Last year, there were a larger number of retirees than in years past, Upham said. The district paid out about $4 million in severance to teachers at the end of the 2019-2020 school year. In 1986, the board approved a service credit where teachers earn money for unused sick days that eventually is paid out upon their retirement, with a maximum payout of about $40,000.

Contract negotiations generally center around increasing or lowering the base percentage of a teacher’s salary, with a one percent increase costing about $1 million across the district.

In general, the more severance the district pays out, the less it can offer in salary increases, Upham said.

“The district’s responsibility to its severance package is a factor in that and creates a challenge, an inability to place percents on base that in negotiations help in assisting that process through or at least allows us to be in the same conversation with our peer districts and then basically moving forward from here, looking for solutions,” Upham said.

In data shared by Upham in his presentation, Billings has the highest total average severance payout per teacher at $42,000 among AA school districts. The next highest severance packages for teachers come from Missoula at $26,000 and Kalispell at $25,000.
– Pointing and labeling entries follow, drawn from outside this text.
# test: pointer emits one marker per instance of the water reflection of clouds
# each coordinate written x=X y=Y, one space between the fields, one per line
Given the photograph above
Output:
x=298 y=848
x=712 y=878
Trustees at the meeting noted Billings is the only major Montana city to have no cap on severance pay for teachers. Upham and Van Nice looked at Missoula, Kalispell, Helena, Bozeman, Butte and Great Falls for comparison.

Some budgetary help may come in the form of $12 million in federal coronavirus relief money from the last two major spending bills passed by Congress. Van Nice said guidance on how school districts must spend the federal money is diverse. Some requirements are specific, like purchasing technology to assist in remote learning. Others are less specific, generally stating the schools can spend the money to keep the classrooms open during the pandemic, Van Nice said.

However, using the federal money to shore up the budget is a strategy that is unsustainable, Upham said. And Upham has said in the past the federal money will be used to help fund enhanced summer school for the next two years to help students catch up from pandemic-related learning losses.